Die Schilderung der überwiegend positiven Seiten der Präsidentschaft von Castillo wäre einseitig, ohne die negativen Probleme zu benennen.

Man hat den Eindruck, dass Castillo sich weder auf eine erfahrene politische Basis noch auf ein gesichertes professionelles Umfeld für seine wiederholten Regierungsbildungen stützen kann. Auch er selbst scheint wenig Routine mit dem intrigenreichen Parkett des peruanischen Kongresses zu haben. Der geringste Fehler beim Umgang mit den strengen juristischen Regeln der Regierungsarbeit wird von der Opposition zerlegt und von den Medien aufgebauscht. Es sei daran erinnert, dass Peru in den letzten fünf Jahren vier Präsidenten hatte.

Wie bereits oben erwähnt, führten die ununterbrochenen Attacken im Kongress gegen Castillo und seine Kabinettsmitglieder dazu, dass er mehrfach seine Minister auswechselte, schließlich innerhalb eines Jahres vier Mal seine gesamte Regierungsriege. Der Innenminister wurde ganze sieben Mal gewechselt, andere hohe Beamte traten zurück.

Poltische Justiz gegen links nach dem Muster Brasiliens und Ecuadors

Die Oppositionsstrategie erinnert an Brasilien oder Ecuador, wo man linke Regierungen mithilfe einer politisierten Justiz kriminalisierte, wo Präsidenten unter falschen Anklagen ins Gefängnis kamen (Lula da Silva, Brasilien) oder ins Exil getrieben wurden (Rafael Correa, Ecuador). Wobei das juristische Vokabular der öffentlichen Verdächtigungen eine Schwerstkriminalität suggeriert, die psychologische Wirkung in der Bevölkerung zeigt.

Ein Beispiel dafür ist die Staatsanwältin Norah Córdova in Lima. Sie übte scharfe Kritik an dem linken Präsidenten, den sie einen "Terroristen" nannte. Außerdem bezeichnete sie sich als "genetisch antikommunistisch" und hatte auf Twitter dazu aufgerufen, bei der Wahl für die rechtsextreme Keiko Fujimori zu stimmen.

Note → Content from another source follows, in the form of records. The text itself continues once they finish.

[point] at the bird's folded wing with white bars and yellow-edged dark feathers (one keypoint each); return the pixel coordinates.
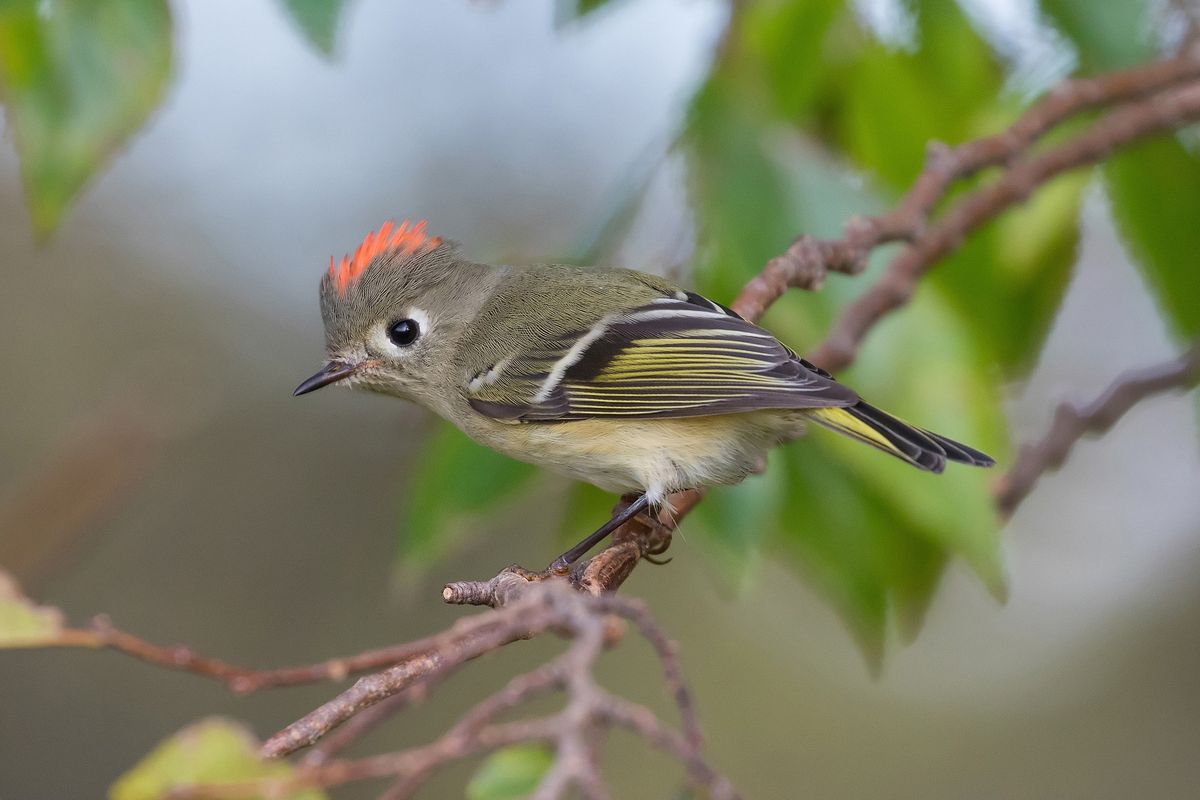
(681, 356)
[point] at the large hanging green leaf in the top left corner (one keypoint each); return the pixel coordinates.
(77, 80)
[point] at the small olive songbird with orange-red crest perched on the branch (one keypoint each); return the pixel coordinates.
(609, 376)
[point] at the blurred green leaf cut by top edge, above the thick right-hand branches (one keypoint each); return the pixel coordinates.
(1107, 35)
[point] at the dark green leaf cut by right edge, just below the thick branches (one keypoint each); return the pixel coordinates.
(1155, 190)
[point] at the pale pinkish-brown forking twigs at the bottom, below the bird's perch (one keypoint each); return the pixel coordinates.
(590, 711)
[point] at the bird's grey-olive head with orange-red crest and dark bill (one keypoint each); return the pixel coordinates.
(395, 311)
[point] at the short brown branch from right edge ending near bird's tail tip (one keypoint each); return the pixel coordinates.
(1072, 424)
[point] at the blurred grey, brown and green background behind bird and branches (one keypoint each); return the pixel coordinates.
(157, 468)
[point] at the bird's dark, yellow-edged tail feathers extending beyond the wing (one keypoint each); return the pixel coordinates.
(915, 446)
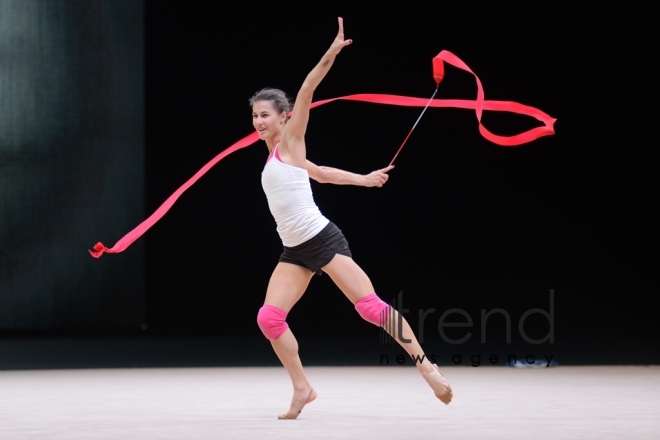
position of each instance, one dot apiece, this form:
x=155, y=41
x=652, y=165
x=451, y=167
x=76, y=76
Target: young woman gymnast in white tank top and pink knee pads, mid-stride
x=312, y=243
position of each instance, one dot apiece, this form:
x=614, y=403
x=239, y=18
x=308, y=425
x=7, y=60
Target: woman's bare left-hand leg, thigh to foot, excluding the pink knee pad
x=286, y=286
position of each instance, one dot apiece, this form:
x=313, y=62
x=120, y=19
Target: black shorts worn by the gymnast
x=319, y=250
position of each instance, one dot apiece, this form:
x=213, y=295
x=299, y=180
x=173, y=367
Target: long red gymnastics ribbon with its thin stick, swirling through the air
x=479, y=105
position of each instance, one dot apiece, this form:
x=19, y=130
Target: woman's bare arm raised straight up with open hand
x=293, y=136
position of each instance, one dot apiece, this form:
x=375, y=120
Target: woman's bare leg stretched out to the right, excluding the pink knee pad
x=356, y=285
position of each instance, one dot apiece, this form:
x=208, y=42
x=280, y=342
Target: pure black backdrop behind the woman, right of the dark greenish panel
x=462, y=222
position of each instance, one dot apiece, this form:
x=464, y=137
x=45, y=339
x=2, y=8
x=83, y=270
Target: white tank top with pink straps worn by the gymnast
x=290, y=199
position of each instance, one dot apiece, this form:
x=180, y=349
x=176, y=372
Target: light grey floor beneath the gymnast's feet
x=598, y=402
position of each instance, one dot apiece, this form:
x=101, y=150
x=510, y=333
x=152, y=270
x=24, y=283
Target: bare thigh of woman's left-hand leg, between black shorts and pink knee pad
x=287, y=285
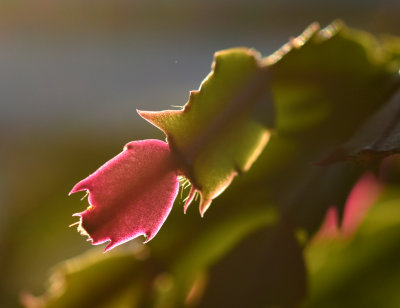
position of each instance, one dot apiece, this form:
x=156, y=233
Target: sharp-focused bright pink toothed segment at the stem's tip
x=130, y=195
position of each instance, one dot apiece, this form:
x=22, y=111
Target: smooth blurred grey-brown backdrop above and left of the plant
x=73, y=73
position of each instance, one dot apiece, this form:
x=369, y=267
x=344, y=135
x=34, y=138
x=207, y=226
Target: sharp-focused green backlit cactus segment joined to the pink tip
x=214, y=134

Präsident Castillo und seine Familie als kriminelle Vereinigung

Ein weiteres Beispiel: In den letzten Tagen hat die Justiz Pedro Castillo als "Kopf einer kriminellen Vereinigung" darzustellen versucht, deren Mitglieder aus einigen Familienangehörigen bestünden, darunter seine Frau und seine Schwägerin Yenifer Paredes sowie zwei Brüder der Präsidentengattin. Auch ein Bürgermeister und zwei Unternehmer werden verdächtigt. Laut Nachforschungen von Journalisten soll die Familie Castillo-Paredes bereits vor der Amtszeit Castillos ein freundschaftliches Verhältnis zu den beiden Unternehmern gehabt haben. Es geht um ein Großprojekt für die Trinkwasserversorgung und eine Abwasseranlage in einer ländlichen Gegend, dessen Ausschreibung die von der Gruppe angeblich begünstigten Firmen der befreundeten Unternehmer gewannen. Die Untersuchungen laufen wegen Mitgliedschaft in einer kriminellen Vereinigung, Einflusshandel und Geldwäsche. 

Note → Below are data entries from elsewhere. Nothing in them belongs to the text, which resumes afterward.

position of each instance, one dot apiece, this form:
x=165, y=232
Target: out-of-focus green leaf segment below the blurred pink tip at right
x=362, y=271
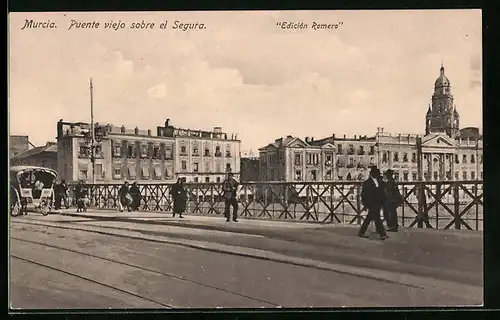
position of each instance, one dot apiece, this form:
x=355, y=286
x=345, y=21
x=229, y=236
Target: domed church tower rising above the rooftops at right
x=442, y=116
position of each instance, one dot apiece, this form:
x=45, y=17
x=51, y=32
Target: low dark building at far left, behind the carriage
x=44, y=156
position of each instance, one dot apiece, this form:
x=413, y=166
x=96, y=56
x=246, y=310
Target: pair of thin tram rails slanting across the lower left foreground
x=137, y=267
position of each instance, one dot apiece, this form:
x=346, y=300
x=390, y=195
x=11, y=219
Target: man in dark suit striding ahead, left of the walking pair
x=373, y=198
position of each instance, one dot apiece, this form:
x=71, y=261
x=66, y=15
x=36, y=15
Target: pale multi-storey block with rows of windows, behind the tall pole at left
x=138, y=155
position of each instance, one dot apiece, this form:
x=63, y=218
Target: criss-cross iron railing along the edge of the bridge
x=441, y=204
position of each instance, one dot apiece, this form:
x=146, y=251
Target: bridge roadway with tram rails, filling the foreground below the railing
x=109, y=259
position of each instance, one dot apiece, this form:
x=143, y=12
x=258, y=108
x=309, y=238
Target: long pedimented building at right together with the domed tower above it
x=448, y=152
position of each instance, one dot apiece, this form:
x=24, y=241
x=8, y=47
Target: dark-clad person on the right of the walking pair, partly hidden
x=393, y=201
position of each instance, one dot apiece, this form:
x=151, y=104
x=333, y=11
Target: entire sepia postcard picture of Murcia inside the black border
x=245, y=159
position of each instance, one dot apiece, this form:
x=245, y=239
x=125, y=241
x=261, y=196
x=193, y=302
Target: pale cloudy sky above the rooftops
x=244, y=73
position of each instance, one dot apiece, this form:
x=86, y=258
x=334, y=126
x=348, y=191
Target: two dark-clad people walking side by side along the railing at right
x=380, y=194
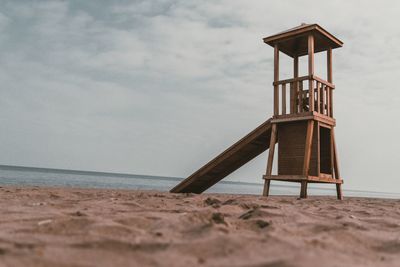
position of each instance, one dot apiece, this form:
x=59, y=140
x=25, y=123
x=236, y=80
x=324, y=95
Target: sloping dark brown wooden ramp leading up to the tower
x=247, y=148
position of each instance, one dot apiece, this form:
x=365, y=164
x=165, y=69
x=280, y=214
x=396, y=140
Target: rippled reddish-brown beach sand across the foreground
x=96, y=227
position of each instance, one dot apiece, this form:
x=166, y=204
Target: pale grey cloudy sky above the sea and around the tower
x=161, y=87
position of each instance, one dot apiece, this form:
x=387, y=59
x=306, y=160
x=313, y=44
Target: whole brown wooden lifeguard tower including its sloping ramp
x=302, y=125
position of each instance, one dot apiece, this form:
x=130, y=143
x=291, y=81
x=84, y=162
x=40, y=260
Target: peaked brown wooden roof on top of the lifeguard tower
x=293, y=42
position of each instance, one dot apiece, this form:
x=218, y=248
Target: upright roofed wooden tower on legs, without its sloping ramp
x=303, y=122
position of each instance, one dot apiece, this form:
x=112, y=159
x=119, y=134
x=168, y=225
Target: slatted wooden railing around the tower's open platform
x=293, y=96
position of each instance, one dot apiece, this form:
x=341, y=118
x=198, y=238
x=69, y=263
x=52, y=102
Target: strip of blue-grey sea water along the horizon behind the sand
x=28, y=176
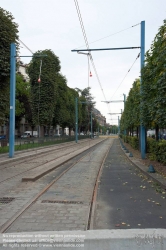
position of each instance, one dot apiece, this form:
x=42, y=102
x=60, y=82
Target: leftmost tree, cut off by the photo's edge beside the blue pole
x=8, y=35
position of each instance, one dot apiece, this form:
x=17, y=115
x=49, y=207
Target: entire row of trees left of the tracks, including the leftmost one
x=48, y=102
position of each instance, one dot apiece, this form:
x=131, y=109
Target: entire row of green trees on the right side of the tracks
x=149, y=106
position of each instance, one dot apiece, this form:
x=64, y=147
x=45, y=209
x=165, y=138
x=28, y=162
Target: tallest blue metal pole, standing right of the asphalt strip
x=142, y=128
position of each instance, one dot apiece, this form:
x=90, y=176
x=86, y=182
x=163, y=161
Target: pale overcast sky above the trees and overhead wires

In anderen Fällen wirft man Castillo eine unrechtmäßige politische Einflussnahme bei der Beförderung von Beamten vor. So beim Aufstieg von drei hohen Offizieren unter Umgehung der Rangliste. Schließlich verweigerte der Kongress dem Präsidenten die Ausreise, um an der Amtseinführung des neuen Präsidenten Kolumbiens teilzunehmen. Die Opposition versuchte, Castillo für fünf Jahre das Recht auf eine politische Betätigung zu entziehen, was jedoch misslang.

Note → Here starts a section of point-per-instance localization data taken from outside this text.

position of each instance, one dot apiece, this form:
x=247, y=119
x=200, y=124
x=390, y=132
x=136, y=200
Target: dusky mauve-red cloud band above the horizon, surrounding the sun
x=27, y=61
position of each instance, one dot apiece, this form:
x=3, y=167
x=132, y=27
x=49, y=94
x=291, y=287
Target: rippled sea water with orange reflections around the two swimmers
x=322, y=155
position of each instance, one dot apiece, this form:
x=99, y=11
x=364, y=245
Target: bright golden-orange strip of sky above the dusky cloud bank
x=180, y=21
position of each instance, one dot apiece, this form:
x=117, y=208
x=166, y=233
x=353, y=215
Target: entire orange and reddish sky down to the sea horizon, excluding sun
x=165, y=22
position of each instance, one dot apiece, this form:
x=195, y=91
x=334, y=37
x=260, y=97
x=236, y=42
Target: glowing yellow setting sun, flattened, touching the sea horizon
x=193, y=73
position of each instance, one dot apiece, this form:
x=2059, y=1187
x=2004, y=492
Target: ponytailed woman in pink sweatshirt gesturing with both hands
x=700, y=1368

Korruptionsvorwürfe und gesunkene Zustimmungsdaten

Mit den medialen Vorwürfen von Korruption aufgrund seiner privaten Kontakte mit Unternehmern, die staatliche Projekte ausführen oder sich dafür bewerben, fiel im August 2022 die anfänglich hohe Zustimmung für den "ehrlichen Außenseiter" Castillo auf nur noch 29 Prozent. Wobei auch 87,9 Prozent der Bevölkerung den Kongress ablehnen. Rund 60 Prozent glauben, dass Castillo irgendwie in Korruption verwickelt ist, obwohl bislang keine konkreten Beweise auftauchten. Es ist schwer, zu den Vorwürfen Stellung zu beziehen, zumal bisher keine Anklage eröffnet wurde. Andererseits rufen manche öffentlichen Erklärungsversuche von früheren Beamten Castillos Zweifel und Verdächtigungen hervor.

Zudem benutzt die rechte Opposition die gleichen parlamentarischen Mechanismen, die die vorherigen Präsidenten aus dem Amt trieben. In den letzten fünf Jahren hatte Peru vier Präsidenten. Das innenpolitische Chaos provozierte inzwischen heftige Ausschreitungen auf den Straßen. Bei einem landesweiten Streik der Transportunternehmen hinterließ das gewaltsame Vorgehen der Polizei sechs Todesopfer. Castillo verhängte eine vorübergehende Ausgangssperre. Die Lage ist angespannt.